«Von Quakenbrück in die Welt»: Bundeswehr verteilt Impfstoff

14.05.2021 Den Umgang mit Impfstoffen und Arzneimitteln ist die Bundeswehrapotheke gewohnt. In der Pandemie ist der Standort Quakenbrück zum zentralen Lager und Verteilzentrum geworden. Davon überzeugt sich auch Gesundheitsminister Spahn.

Jens Spahn (CDU), Bundesminister für Gesundheit, spricht. Foto: Kay Nietfeld/dpa/Archivbild © dpa - Deutsche Presse-Agentur GmbH

Bevor es in den Kühlcontainer ging, bekam der Bundesgesundheitsminister eine dicke blaue Jacke - bei Temperaturen von minus 20 Grad und weniger kann man schon ins Frösteln kommen. Im Container dann bekam Jens Spahn (CDU) am Freitag Impfdosen aus nächster Nähe zu sehen. «Zum ersten Mal habe ich einen Impfstoff auch in der Hand gehabt», sagte er anschließend.
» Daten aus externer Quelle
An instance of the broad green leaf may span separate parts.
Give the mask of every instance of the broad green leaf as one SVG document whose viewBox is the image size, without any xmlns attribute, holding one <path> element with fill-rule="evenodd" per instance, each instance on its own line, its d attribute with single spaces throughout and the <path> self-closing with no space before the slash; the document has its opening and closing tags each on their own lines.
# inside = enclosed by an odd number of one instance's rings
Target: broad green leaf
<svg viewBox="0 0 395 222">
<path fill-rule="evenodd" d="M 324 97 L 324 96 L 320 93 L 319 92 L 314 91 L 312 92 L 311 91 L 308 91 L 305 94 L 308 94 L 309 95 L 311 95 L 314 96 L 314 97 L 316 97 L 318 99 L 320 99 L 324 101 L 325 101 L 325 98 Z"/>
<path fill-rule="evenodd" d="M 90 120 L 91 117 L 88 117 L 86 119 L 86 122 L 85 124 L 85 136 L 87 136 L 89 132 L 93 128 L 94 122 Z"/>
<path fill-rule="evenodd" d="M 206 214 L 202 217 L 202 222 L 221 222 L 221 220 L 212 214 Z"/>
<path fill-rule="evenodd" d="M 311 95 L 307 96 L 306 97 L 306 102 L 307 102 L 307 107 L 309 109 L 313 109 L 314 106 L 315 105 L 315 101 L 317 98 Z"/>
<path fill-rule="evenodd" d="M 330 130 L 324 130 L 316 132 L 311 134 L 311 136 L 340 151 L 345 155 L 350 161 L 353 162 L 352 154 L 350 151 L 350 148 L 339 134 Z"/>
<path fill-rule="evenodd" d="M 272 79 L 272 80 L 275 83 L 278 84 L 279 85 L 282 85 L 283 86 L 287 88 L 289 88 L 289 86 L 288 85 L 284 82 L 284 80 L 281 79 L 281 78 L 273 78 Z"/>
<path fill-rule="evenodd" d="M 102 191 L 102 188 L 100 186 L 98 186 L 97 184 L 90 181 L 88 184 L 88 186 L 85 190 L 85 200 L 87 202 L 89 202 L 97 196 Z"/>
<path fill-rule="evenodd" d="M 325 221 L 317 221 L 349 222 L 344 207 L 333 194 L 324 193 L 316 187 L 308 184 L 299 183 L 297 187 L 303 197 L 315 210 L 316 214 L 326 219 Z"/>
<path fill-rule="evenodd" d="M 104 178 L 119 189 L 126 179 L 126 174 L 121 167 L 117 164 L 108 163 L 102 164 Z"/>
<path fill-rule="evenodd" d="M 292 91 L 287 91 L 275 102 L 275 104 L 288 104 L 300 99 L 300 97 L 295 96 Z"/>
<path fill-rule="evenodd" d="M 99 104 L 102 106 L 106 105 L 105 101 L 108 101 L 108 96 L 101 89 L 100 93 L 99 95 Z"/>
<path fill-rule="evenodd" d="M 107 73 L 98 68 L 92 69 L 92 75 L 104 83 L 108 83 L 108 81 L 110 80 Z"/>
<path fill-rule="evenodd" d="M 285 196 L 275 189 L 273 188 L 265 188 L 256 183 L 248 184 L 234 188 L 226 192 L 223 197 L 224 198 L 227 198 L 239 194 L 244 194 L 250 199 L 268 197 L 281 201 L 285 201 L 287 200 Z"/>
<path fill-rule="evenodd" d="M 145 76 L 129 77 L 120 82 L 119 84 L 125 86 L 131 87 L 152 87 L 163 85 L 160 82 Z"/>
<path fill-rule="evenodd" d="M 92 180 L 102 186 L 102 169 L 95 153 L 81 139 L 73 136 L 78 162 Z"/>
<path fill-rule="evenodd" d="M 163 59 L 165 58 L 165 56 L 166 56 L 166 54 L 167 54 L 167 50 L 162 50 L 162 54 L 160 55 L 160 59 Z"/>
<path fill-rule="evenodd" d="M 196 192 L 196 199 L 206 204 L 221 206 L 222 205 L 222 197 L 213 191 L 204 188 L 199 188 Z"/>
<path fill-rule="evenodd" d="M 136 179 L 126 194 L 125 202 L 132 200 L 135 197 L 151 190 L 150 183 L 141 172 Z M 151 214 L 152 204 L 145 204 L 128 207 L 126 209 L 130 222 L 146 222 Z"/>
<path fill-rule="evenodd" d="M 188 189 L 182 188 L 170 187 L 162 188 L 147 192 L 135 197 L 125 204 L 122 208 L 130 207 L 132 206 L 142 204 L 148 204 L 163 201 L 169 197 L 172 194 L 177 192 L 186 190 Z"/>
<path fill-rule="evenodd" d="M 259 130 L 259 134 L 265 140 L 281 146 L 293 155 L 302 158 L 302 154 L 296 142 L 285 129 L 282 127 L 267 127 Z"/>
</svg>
Die Bundeswehrapotheke in Quakenbrück kann 20 bis 30 Millionen Impfdosen gleichzeitig lagern.

Derzeit sind es aber deutlich weniger, weil die Eingänge sofort auf die Bundesländer verteilt werden. «Der neuralgische Punkt ist der Moment, wenn der Impfstoff umgelagert wird. Das muss so schnell wie möglich gehen, um die Kühlkette geschlossen zu halten», berichtete Martin Pape, Chef des Zentrums im Range eines Flottenapothekers.

Spahn besuchte den Standort in einem günstigen Moment, auch wenn erst am Abend eine Lieferung Moderna-Impfstoff erwartet wurde. Aber das Robert Koch-Institut hatte kurz zuvor mitgeteilt, dass die bundesweite Sieben-Tage-Inzidenz erstmals seit dem 20. März wieder unter die Schwelle von 100 gesunken sei. «Ich finde das sehr ermutigend. Das gibt Zuversicht», freute sich Spahn, der aber zu schnelle Euphorie bremste. Die Lage sei bundesweit sehr unterschiedlich, denn es gebe Landkreise mit einem Inzidenzwert von 35, aber auch solche mit über 200.

Von Quakenbrück im Landkreis Osnabrück wird der Impfstoff nicht nur an die Verteilzentren der Länder, den zivilen pharmazeutischen Großhandel und die Bundesbehörden geliefert. «Von Quakenbrück in die Welt», resümierte der Minister, als ihm Pape und sein Team von Lieferungen an Niederlassungen des Auswärtigen Amtes und Militärattachés nach Burkina Faso oder Brasilien berichten. Auch zu den Bundeswehr-Einsatzgebieten in Afrika wurde Impfstoff gebracht.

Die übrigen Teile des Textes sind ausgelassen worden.